Can we cure cancer?
In my previous post I paraphrased my understanding of why the cancer workshop was called as the premise: “cancer is an evolutionary process; the cure for cancer is within reach, and is mostly an engineering problem now that we have the right model; and what can we do collectively to work towards and achieve the goal of a cure”. Here’s the current scorecard in my mind:
“The cure for cancer is within reach” –>
- The nature of “cancer” is more complex than I originally imagined.
- Cancer is both real and fictional at the same time, just like every other model.*
- To make any progress on the fundamental understanding of cancer, we need to admit that whatever definition we use of the concept of “cancer” — and there are many proposed and competing ones — proscribes/limits the set of all possible models that you have to work with.
- Ultimately in order to make progress on what you thought was the goal (e.g. “cure cancer”), you have to be willing to change the definition (of “cancer” itself).
- But changing the definition, then changes the goal because the “underlying reality” you thought you were studying is ultimately just the model you created in the first place.
- For instance, if “cancer” turns out to be a normal consequence of life, then perhaps what we are really after is extending life by looking at cancer as — and treating it as if it is — a chronic condition which flares up from time to time.
- Ultimately the new models you use to understand the nature of cancer and what it would practically mean to “cure” it, are just new models and will inevitably be show to be wrong at some point.
- The new models we create will undoubtedly have explanatory power (by which I mean they are as true as anything is) in other domains — for instance we, we may find “cultural cancers” just as we find “computer viruses”.
“Cancer is an evolutionary process” –>
- Yes, but it is also a process that involves other dynamics like metastasis, self-organized criticality, ecology dynamics, etc.; “evolution”** alone cannot sufficiently describe cancer to give us the understanding we seek.
- And these are all just models, imperfect to the bone. Any model that adds predictive power to the current best hypothesis is worth exploring.
“Curing cancer is mostly an engineering problem now that we have the right model” –>
- We don’t have the “right” model and never will; we only have an ever more refined model as we learn.
- Do we have a refined enough model to cure cancer?
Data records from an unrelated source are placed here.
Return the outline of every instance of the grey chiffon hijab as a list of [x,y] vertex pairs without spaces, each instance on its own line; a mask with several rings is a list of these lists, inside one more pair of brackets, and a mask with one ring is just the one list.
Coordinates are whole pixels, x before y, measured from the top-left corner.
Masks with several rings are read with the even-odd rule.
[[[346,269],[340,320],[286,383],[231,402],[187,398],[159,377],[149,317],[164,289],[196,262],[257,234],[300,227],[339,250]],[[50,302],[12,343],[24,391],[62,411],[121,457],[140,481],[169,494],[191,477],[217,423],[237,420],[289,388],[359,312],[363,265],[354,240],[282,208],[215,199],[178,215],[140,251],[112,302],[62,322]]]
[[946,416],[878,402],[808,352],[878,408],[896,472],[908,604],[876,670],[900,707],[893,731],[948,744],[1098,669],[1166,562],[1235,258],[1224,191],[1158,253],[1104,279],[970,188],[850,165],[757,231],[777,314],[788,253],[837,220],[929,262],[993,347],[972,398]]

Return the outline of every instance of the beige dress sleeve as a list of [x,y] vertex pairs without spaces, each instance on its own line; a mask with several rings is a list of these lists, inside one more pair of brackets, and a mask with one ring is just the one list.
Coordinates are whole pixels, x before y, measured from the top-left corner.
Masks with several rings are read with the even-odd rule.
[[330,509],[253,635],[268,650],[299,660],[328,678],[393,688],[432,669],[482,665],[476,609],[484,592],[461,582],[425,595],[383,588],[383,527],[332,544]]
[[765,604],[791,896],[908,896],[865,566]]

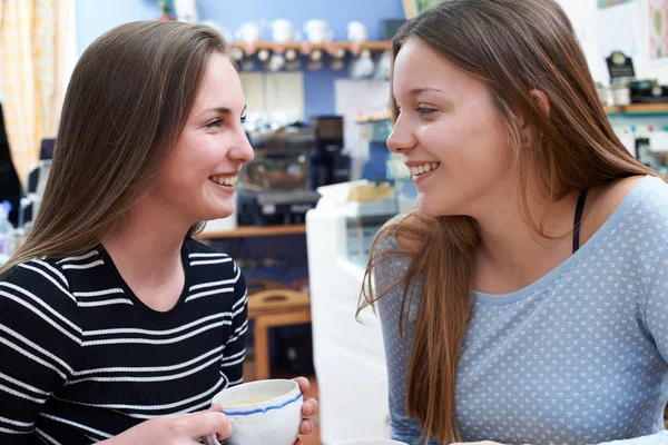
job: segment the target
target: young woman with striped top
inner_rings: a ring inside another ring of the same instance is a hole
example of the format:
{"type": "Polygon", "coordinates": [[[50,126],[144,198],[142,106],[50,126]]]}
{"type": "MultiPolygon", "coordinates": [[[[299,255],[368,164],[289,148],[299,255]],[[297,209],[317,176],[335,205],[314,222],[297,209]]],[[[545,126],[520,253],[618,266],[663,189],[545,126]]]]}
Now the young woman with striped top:
{"type": "Polygon", "coordinates": [[[209,28],[145,21],[81,56],[39,215],[0,269],[0,443],[230,434],[209,406],[242,382],[246,286],[190,238],[234,211],[253,159],[227,49],[209,28]]]}

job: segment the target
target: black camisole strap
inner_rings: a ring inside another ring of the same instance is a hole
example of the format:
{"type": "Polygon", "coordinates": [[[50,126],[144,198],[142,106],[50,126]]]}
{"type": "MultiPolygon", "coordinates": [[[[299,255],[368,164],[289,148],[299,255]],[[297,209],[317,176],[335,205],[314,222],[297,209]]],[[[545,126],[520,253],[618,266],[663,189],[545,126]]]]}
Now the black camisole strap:
{"type": "Polygon", "coordinates": [[[582,210],[584,210],[584,201],[587,201],[588,191],[587,188],[580,190],[578,205],[576,206],[576,219],[573,221],[573,254],[580,248],[580,220],[582,219],[582,210]]]}

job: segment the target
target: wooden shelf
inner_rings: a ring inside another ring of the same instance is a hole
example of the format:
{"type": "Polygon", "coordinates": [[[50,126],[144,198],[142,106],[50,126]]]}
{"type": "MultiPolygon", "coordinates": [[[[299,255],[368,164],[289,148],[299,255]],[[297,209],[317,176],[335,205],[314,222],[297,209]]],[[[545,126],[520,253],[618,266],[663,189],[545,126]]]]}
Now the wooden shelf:
{"type": "Polygon", "coordinates": [[[661,115],[668,113],[668,103],[631,103],[603,107],[608,115],[661,115]]]}
{"type": "Polygon", "coordinates": [[[379,121],[391,119],[391,118],[392,118],[392,113],[390,111],[383,111],[383,112],[379,112],[375,115],[357,116],[357,118],[355,119],[355,122],[371,123],[371,122],[379,122],[379,121]]]}
{"type": "Polygon", "coordinates": [[[286,225],[286,226],[240,226],[234,230],[212,230],[195,236],[197,239],[216,238],[249,238],[277,235],[299,235],[306,233],[306,225],[286,225]]]}
{"type": "Polygon", "coordinates": [[[316,49],[324,51],[333,51],[335,49],[345,49],[346,51],[351,51],[353,48],[357,50],[369,49],[371,51],[385,51],[392,46],[391,41],[367,41],[363,43],[353,43],[350,41],[336,41],[330,43],[308,43],[308,42],[291,42],[291,43],[275,43],[272,41],[262,41],[254,44],[246,43],[234,43],[234,47],[240,48],[244,52],[250,52],[249,50],[259,51],[262,49],[266,49],[269,51],[281,50],[285,51],[288,49],[295,50],[304,50],[304,51],[313,51],[316,49]]]}

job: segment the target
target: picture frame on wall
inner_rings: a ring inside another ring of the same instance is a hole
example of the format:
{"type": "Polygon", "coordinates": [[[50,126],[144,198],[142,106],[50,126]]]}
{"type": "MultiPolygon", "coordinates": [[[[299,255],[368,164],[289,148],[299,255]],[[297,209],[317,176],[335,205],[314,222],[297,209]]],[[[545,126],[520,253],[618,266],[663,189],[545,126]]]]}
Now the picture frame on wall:
{"type": "Polygon", "coordinates": [[[421,12],[439,4],[442,0],[402,0],[406,19],[418,17],[421,12]]]}
{"type": "Polygon", "coordinates": [[[649,63],[668,66],[668,0],[649,0],[649,63]]]}

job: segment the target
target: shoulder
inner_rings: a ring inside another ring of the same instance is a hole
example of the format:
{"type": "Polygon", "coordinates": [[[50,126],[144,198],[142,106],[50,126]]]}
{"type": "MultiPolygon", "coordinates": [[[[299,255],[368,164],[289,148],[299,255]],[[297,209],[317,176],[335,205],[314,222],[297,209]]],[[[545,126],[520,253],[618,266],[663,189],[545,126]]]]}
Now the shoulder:
{"type": "Polygon", "coordinates": [[[185,247],[187,265],[199,280],[223,279],[229,284],[243,280],[242,270],[229,255],[193,238],[185,239],[185,247]]]}
{"type": "Polygon", "coordinates": [[[635,229],[651,224],[655,229],[668,230],[668,184],[661,177],[633,176],[597,187],[590,190],[586,206],[589,231],[600,228],[617,210],[633,220],[635,229]]]}
{"type": "Polygon", "coordinates": [[[428,230],[426,224],[419,214],[399,214],[385,222],[376,233],[375,255],[387,253],[401,254],[410,257],[422,248],[420,236],[428,230]]]}
{"type": "Polygon", "coordinates": [[[58,261],[49,259],[23,261],[10,269],[0,280],[0,301],[7,316],[29,312],[73,320],[78,312],[67,275],[58,261]]]}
No, because our conceptions of “cancer” and “cure” have shifted and will continue to shift as we learn more.
- Can we re-frame the question of curing cancer and be more precise about what we mean? Yes, for instance we can re-frame our notion of “cure” to be “extending life by detecting and halting tissue-level metastatic process in tumors indefinitely”.
- But something similar to cancer can crop up at a different level of organization, so be careful about using “indefinitely” and confining yourself to the tissue level.
- Can we say we don’t care if we die because we didn’t understand cancer enough to stop those same cancer-like behaviors at other levels? Yes, but we still end up dead.
- Can we say that we don’t care if we die “eventually” as long as we’ve staved off death from well-understood processes? Yes, as long as we are happy with the improvement in life-span and don’t mind dying of other causes.
- In other words, if we say we want to increase life-expectancy by a specific length of time (say 15 years) by controlling the class of of maladies commonly referred to as cancer, then I believe it’s an engineering problem (but a very large one).
“What can we do collectively to work towards and achieve the goal of a cure” –>
With a re-framing of cancer and a re-framing of cure, we can do the following in parallel:
- Work on engineering related to achieving the re-framed goal.
- Continue the “meta-science” of cancer, by which I mean engage in a process of continually challenging our assumptions (no matter how basic) about all levels of organization, including levels above the human body (such as mind, society, computation) and levels below the level of DNA (such as molecules, atoms, subatomic particles, etc).
- We need to develop new intuitions about how to think about complex adaptive systems (which is to say, everything) because our intuitions are what drive and constrain the models we build and use to understand the world.
* Which is to say, everything we can ever know as humans about reality is based on models, which are by definition convenient fictions. A cheeky way I heard of saying this was “all models are wrong, but some are more wrong than others”.
** Most people think of evolution as Darwin suggested, roughly, selection on populations of creatures with heritable traits. But you get more predictive power when you add an evolving environment (as in “co-evolution”), punctuation (as in “punctuated equilibrium”), meta-stability (as in a more dynamic notion of equilibrium), phase shifts, strange attractors, etc, etc, etc.